Liza busca contribuir para uma recomposição mais ampla do movimento libertário, tanto dentro quanto fora do Estado espanhol. Queremos resgatar a ideia de que o anarquismo pode ser uma força de massa, não uma minoria moral. Que pode organizar os trabalhadores a partir de uma perspectiva libertária, sem delegar, sem cair no eleitoralismo ou no niilismo. Que pode construir poder de classe e libertário, sem reproduzir a lógica espontânea e reformista dos movimentos sociais e das burocracias reformistas.

Nos vemos como parte ativa de um processo coletivo mais amplo de reconstrução.
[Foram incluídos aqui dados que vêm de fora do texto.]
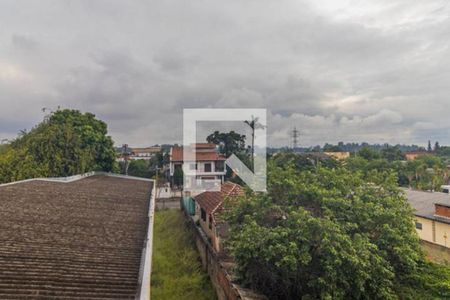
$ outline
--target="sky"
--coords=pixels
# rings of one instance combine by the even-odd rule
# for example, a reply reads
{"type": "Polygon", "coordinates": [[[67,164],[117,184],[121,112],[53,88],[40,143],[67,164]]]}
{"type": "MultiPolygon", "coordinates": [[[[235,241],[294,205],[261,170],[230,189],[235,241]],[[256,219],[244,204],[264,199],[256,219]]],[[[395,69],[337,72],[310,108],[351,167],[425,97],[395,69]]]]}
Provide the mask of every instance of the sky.
{"type": "Polygon", "coordinates": [[[2,0],[0,140],[44,107],[132,146],[181,142],[183,108],[266,108],[270,146],[294,126],[300,146],[450,144],[449,16],[434,0],[2,0]]]}

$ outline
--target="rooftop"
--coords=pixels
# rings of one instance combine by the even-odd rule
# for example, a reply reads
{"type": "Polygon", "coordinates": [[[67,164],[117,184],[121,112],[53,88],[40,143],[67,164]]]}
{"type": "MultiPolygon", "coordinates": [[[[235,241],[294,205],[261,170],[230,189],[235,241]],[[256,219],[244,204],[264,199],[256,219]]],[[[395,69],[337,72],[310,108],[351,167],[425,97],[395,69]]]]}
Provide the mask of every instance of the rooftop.
{"type": "MultiPolygon", "coordinates": [[[[194,151],[192,148],[187,149],[188,157],[184,160],[186,161],[194,161],[194,151]]],[[[183,147],[172,147],[171,151],[171,161],[183,161],[183,147]]],[[[214,144],[197,144],[196,153],[195,153],[196,161],[216,161],[216,160],[226,160],[225,156],[219,154],[216,151],[216,145],[214,144]],[[204,146],[202,146],[204,145],[204,146]],[[212,147],[213,145],[214,147],[212,147]],[[206,151],[205,151],[206,150],[206,151]]]]}
{"type": "Polygon", "coordinates": [[[408,202],[414,208],[417,216],[450,223],[449,219],[435,215],[435,204],[444,206],[450,205],[449,194],[441,192],[424,192],[412,189],[404,189],[404,191],[408,202]]]}
{"type": "Polygon", "coordinates": [[[151,189],[105,175],[0,186],[0,299],[134,299],[151,189]]]}
{"type": "Polygon", "coordinates": [[[222,184],[220,191],[206,191],[193,198],[207,214],[213,214],[213,220],[216,220],[215,213],[222,209],[226,197],[237,197],[243,194],[242,186],[227,181],[222,184]]]}

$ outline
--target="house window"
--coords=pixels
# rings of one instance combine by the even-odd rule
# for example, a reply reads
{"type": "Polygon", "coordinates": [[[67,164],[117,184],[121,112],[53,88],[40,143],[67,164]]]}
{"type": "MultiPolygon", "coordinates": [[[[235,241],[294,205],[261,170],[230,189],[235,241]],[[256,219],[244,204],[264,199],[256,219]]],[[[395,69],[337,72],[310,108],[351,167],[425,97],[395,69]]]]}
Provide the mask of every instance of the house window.
{"type": "Polygon", "coordinates": [[[216,161],[216,171],[223,172],[223,170],[224,170],[223,161],[216,161]]]}
{"type": "Polygon", "coordinates": [[[416,228],[422,230],[422,223],[416,222],[416,228]]]}

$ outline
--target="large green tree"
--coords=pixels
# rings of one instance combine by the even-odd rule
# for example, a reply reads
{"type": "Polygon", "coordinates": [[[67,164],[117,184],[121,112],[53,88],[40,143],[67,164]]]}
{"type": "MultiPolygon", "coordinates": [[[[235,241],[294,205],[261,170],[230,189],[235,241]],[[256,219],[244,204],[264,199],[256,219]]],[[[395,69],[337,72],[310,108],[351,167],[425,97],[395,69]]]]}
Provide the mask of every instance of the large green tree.
{"type": "Polygon", "coordinates": [[[396,176],[289,163],[268,170],[267,194],[227,204],[228,249],[244,284],[270,299],[396,299],[397,283],[420,273],[396,176]]]}
{"type": "Polygon", "coordinates": [[[91,113],[58,110],[0,155],[0,181],[69,176],[116,167],[107,125],[91,113]]]}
Fazemos isso sabendo que somos companheiros de viagem ao lado de outras tradições e tendências, oferecendo humildemente nosso compromisso e disposição para um debate honesto. A plataforma é, em suma, uma ferramenta para o pensamento estratégico e a ação coerente. Uma organização onde ética, prefiguração e ação política se unem em uma prática comum voltada para a transformação social.

Camaradas: viemos da derrota, mas não estamos condenados a ela. A história do anarquismo mostra que, quando organizado e com ambição política, pode transformar profundamente a realidade. Não somos herdeiros de um passado glorioso, mas responsáveis por um futuro que ainda não existe. Liza não é um ponto de chegada: é um ponto de partida. Um compromisso com um anarquismo vivo, combativo e estratégico. Com uma militância que não se contenta em resistir, mas se prepara para vencer.

Liza, Plataforma Anarquista de Granada.